Ce temps en moi passé , froissé , étouffé et perdu , le ciel d'une attente à avoir espéré , nouée , le souffle d'une parole , l'esquisse d'un geste , le soupçon d'un retour , la force d'une écoute
à avoir patienté . pour un battement de coeur , de cil . un écho en partage ou tout au moins un émoi de mère . une femme qui défend . un réveil d'âme
un voile qui protège , réoffre des contours et non un voile qui cache , tait et sépare .
Des années de grandir , obstinément seule dans ses plaies ouvertes au mondes
évidemment grande avant l'heure , mais jamais tout à fait , sans notion de limites , à chercher les voies ou les voix qui confirment ma présence-existence , et confinent la fragilité , en préservant la vie .
Frivolité d'oublier , qu'une enfant se meurre ou s'égare ... de donner des non-lieux à la place d'espaces ,ou elle pourrait lentement s'écouler , dire ou calmer . trouver place . au lieu de violemment transcrire l'inconscience de la blessure . qu'on a emmurée . comme un brouillard profond , efface les repères .
Être au milieu d'eaux , qui ne me porteront pas , endiguer toutes ces énergies qui ne s'élançeront pas , comme çà . sans plus aucun mouvement ou infime . construire sa survie . dans l'empreinte creusée . le sans fond d'un secret
février 06
Continue a ecrire comme ca aussi souvent que tu en a besoin. Je t'envois toute mon affection. N'oublie pas que maintenant tu n'es plus toute seule, nous sommes la pour toi si tu en as besoin.
continue a ecrire ainsi et exprimer cette souffrance qui est caché au fond de toi et qui a tant de mal a pouvir s'échapper .
Le poing fermé
Je suis née un matin . une fille c'est bien . mais si je lève le doigt : personne ne me voit !

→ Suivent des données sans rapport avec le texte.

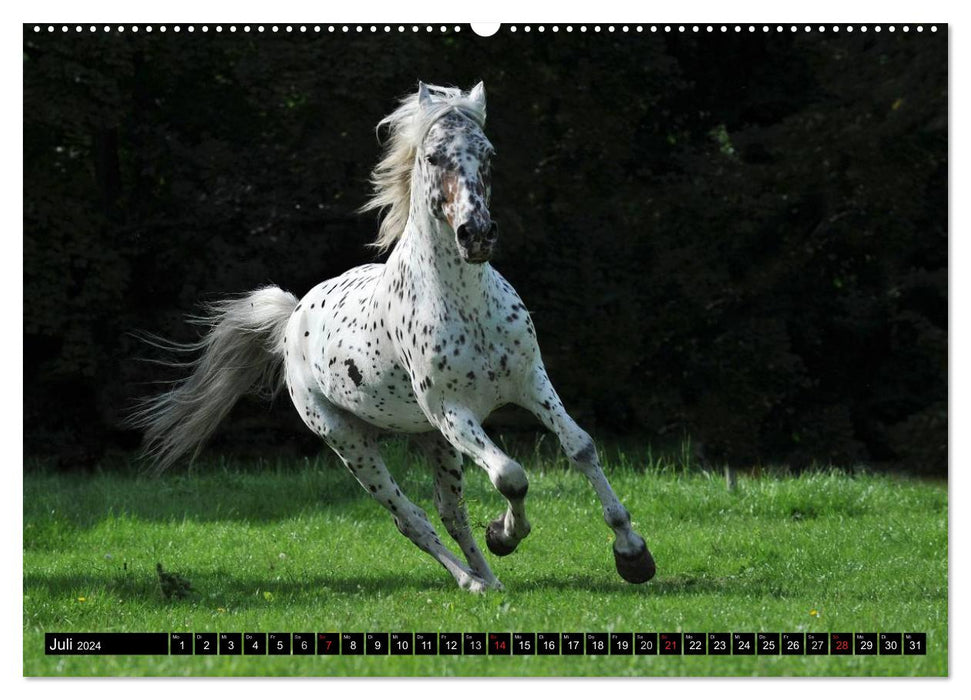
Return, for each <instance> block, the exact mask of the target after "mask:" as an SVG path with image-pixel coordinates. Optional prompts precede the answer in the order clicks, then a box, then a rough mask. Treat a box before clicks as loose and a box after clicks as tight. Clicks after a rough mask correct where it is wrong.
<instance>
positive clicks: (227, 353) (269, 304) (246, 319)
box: [128, 286, 297, 471]
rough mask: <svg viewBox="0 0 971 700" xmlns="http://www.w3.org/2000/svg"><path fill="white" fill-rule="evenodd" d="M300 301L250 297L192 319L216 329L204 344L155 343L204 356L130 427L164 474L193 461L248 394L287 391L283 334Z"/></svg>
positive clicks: (246, 297) (208, 311)
mask: <svg viewBox="0 0 971 700" xmlns="http://www.w3.org/2000/svg"><path fill="white" fill-rule="evenodd" d="M296 306H297V299H296V297H294V296H293V295H292V294H290V293H289V292H284V291H283V290H282V289H280V288H279V287H273V286H270V287H263V288H262V289H257V290H256V291H254V292H250V293H248V294H246V295H245V296H242V297H238V298H234V299H227V300H225V301H220V302H216V303H214V304H212V305H210V306H209V307H207V309H206V312H205V313H204V314H203V315H202V316H196V317H193V318H192V319H190V320H191V321H192V322H194V323H198V324H200V325H205V326H208V327H209V331H208V332H207V333H206V335H205V336H203V338H202V339H200V340H199V341H197V342H194V343H174V342H170V341H166V340H161V339H159V338H148V339H147V340H148V342H150V343H151V344H153V345H155V346H156V347H159V348H162V349H164V350H168V351H174V352H178V353H192V354H197V353H198V357H196V358H195V359H193V360H191V361H190V362H186V363H180V362H169V363H165V364H168V365H170V366H173V367H190V368H191V369H192V374H190V375H189V377H187V378H186V379H184V380H183V381H181V382H179V383H178V384H176V385H175V387H174V388H173V389H171V390H169V391H167V392H165V393H164V394H162V395H160V396H156V397H152V398H149V399H146V400H144V401H143V402H141V404H140V405H139V406H138V407H137V408H136V410H135V411H134V413H133V414H132V415H131V417H130V418H129V420H128V423H129V424H130V425H131V426H133V427H135V428H140V429H143V430H144V431H145V454H146V455H147V456H148V457H150V458H151V459H152V460H153V462H154V463H155V466H156V468H157V469H158V470H159V471H161V470H163V469H166V468H167V467H170V466H171V465H172V464H174V463H175V462H176V461H178V460H179V458H181V457H182V456H184V455H186V454H189V455H191V459H195V457H196V456H197V455H198V454H199V451H200V450H201V449H202V446H203V445H204V444H205V442H206V440H207V439H208V438H209V436H210V435H212V433H213V432H214V431H215V430H216V428H217V426H218V425H219V424H220V423H221V422H222V420H223V419H224V418H225V417H226V415H227V414H228V413H229V411H230V409H231V408H232V407H233V405H235V403H236V402H237V401H238V400H239V398H240V397H241V396H243V394H246V393H249V392H254V391H256V392H262V393H268V394H270V395H273V394H275V393H276V392H277V390H278V389H279V388H280V386H281V383H282V377H281V373H280V369H281V367H282V365H283V334H284V332H285V331H286V326H287V321H288V320H289V318H290V315H291V314H292V313H293V310H294V308H295V307H296Z"/></svg>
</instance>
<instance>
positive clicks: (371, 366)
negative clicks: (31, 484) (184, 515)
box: [133, 83, 655, 592]
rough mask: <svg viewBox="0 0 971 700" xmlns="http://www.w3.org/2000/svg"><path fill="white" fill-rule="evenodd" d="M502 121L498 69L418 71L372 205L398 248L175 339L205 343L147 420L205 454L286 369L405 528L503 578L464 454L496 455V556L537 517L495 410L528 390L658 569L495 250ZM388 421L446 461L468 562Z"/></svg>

je suis née en été . et morte un jour de Mai . fracture du corps
étau , d'une parole emmurée
puis j'ai nagé , nagé . pour décoller du fond
le fond des eaux , le fond des mots . où rien ne vous répond
j'ai fait la planche pour respirer , 'suis pas étanche et j'ai tangué
entre silence et égarements . tous ces éclats de verre
et de chair d'enfant , instillent l'âme ouverte . qui s'ébat et attend
Je suis née à nouveau , à l'aube de mes trente ans
osant apprivoiser la peau , le flot de mes tourments
ô miens que je dérange ! lignée de femmes en marge
je vous rends là la cape . d'invisibilité . vous lasserez-vous enfin
de taire et d'épargner , ce qui de l'homme nous frappe ?
Ouvrir ... le poing fermé .
Bonjour Kentaka
quelle beauté tes poèmes. Ce dernier m'interpelle particulièrement : lignée de femmes qui souffrent, nous même ne subissons pas ces siècles de mémoire tue ?
A bientôt, je suis émue par ces mots, j'espère que tout va bien par chez vous.